According to She Who Must be Obeyed (Martha, not me, at least in this instance), those masters of life on an ice floe keep warm and cheery through the 19-hour winter nights with a steady diet of pickled herring, Swedish meatballs, lox, potatoes and cream, chased with vats of simmering glogg. So far so good, at least for those of us who are toughing out the front end of a new ice age in most of the upper 48 — as for what goes on in Alaska during the annual ten-month winter, I can’t say. Actually, what with the blubber-eating, Ski-Doo racing and endless dark, I can’t even bear to think of what happens up there, which is something coming from a person who looks upon staying indoors and having Irish coffee for breakfast as a viable, even attractive, lifestyle choice, at least in January and February, though some years have seen a bit of December and March creep, but that’s a story for another day.

Anywho, where was I? Pickled herring, winter benders, oh yes, Martha’s winter palace dream party. Described thus:

“Six New York-based friends — all Swedish by birth or marriage — gather for an afternoon of cold-weather comforts: warm glasses of glogg and an elegant yet homey Scandinavian spread.”

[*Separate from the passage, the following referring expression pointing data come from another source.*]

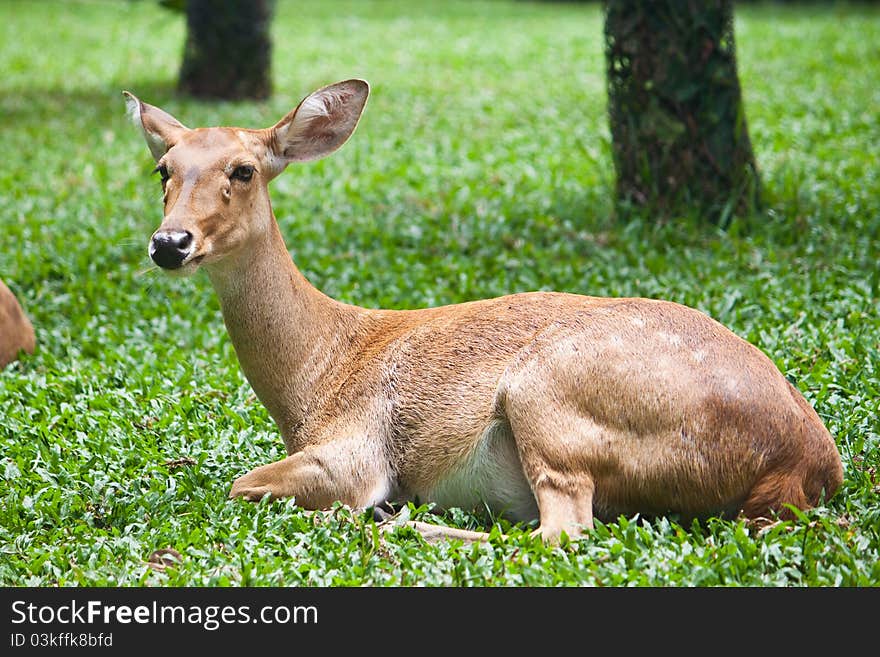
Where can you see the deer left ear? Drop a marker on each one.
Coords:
(161, 130)
(319, 125)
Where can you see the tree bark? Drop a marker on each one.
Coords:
(679, 136)
(228, 49)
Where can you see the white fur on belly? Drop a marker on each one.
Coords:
(491, 476)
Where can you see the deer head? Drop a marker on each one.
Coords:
(214, 180)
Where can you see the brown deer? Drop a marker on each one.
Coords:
(540, 405)
(16, 330)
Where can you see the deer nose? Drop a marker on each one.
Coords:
(169, 248)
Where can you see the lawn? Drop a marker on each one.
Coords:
(481, 167)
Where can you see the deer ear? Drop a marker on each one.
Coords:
(320, 124)
(161, 130)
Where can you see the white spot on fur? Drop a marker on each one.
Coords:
(671, 338)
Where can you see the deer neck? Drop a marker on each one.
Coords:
(286, 333)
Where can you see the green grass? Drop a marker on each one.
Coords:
(482, 167)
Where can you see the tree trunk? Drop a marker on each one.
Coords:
(678, 126)
(228, 49)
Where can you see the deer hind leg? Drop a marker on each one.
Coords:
(772, 492)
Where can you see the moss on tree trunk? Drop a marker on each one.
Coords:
(680, 140)
(228, 49)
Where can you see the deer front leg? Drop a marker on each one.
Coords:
(318, 476)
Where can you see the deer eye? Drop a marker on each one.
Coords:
(162, 170)
(244, 172)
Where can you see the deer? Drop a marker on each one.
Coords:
(16, 331)
(552, 408)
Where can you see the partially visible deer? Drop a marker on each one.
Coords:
(16, 331)
(540, 405)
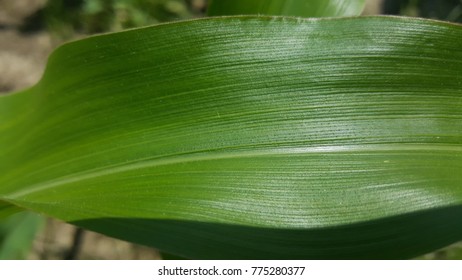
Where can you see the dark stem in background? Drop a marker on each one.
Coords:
(76, 245)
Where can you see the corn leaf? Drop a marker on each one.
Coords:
(248, 137)
(302, 8)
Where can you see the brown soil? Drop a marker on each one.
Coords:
(22, 61)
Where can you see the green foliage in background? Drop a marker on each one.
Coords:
(248, 137)
(17, 233)
(94, 16)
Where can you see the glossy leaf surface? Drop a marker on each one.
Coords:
(248, 137)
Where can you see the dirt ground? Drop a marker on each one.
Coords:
(22, 60)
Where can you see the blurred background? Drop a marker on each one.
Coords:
(31, 29)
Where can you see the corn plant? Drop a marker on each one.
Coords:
(244, 137)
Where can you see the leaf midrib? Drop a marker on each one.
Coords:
(228, 153)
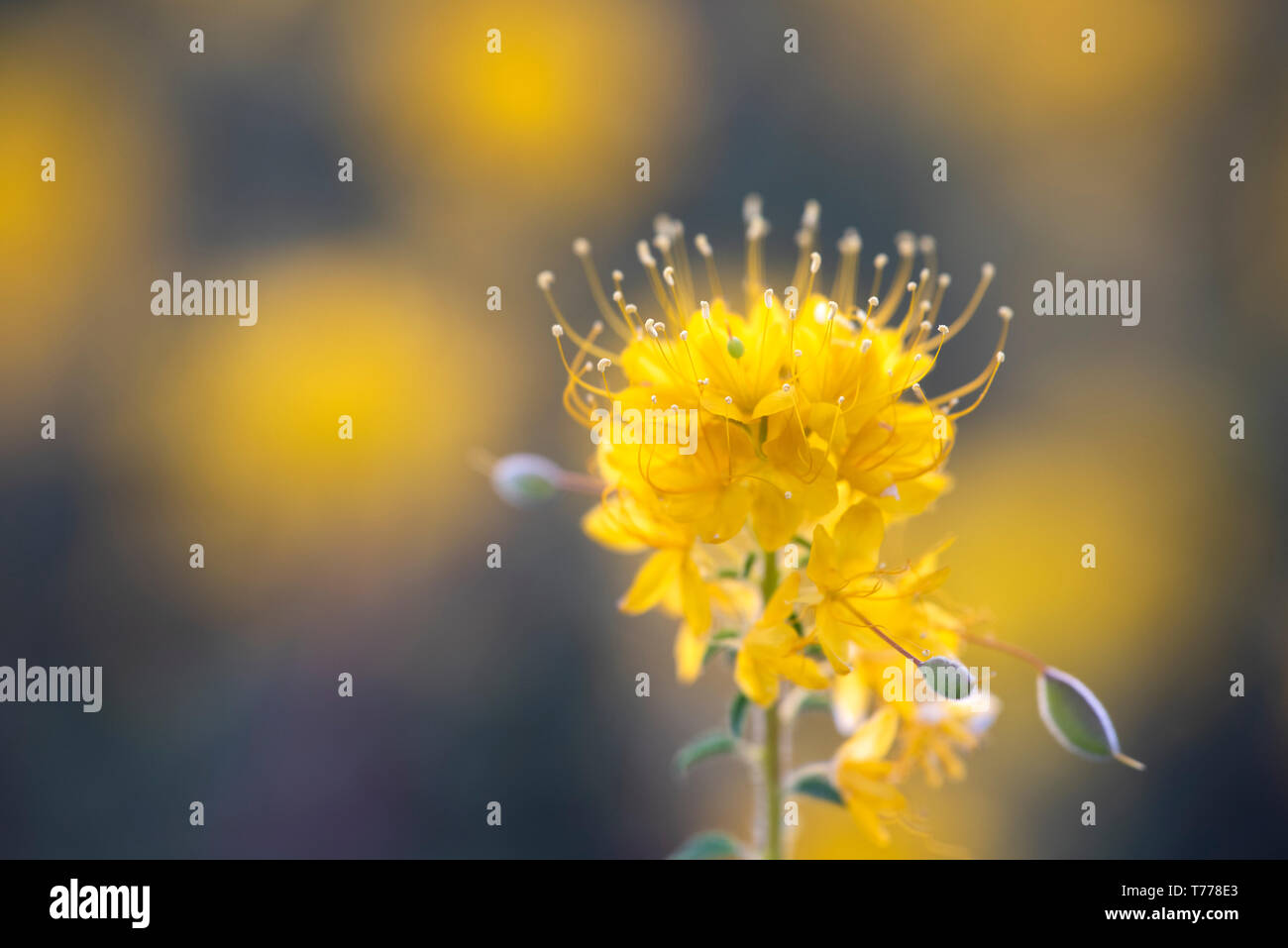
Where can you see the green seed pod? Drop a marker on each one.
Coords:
(1077, 719)
(947, 678)
(526, 479)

What Martha doesn’t tell you is that this was all just a prelude to the main event, namely the consumption of about fifteen liters of Absolut followed by a naked rampage through the snow-covered great lawn in Central Park, which the partygoers took for a summer nudist colony owing to the “warm” nine-degree weather, sunlight and the presence of trees.

Make no mistake, folks, this is how to “warm up like a Swede.”

Absolut fire

“Glogg? GLOGG? We don’t need no stinking glogg, Jorgen. Now fire this baby up and let’s go find the public sauna. I think it’s on 79th Street.”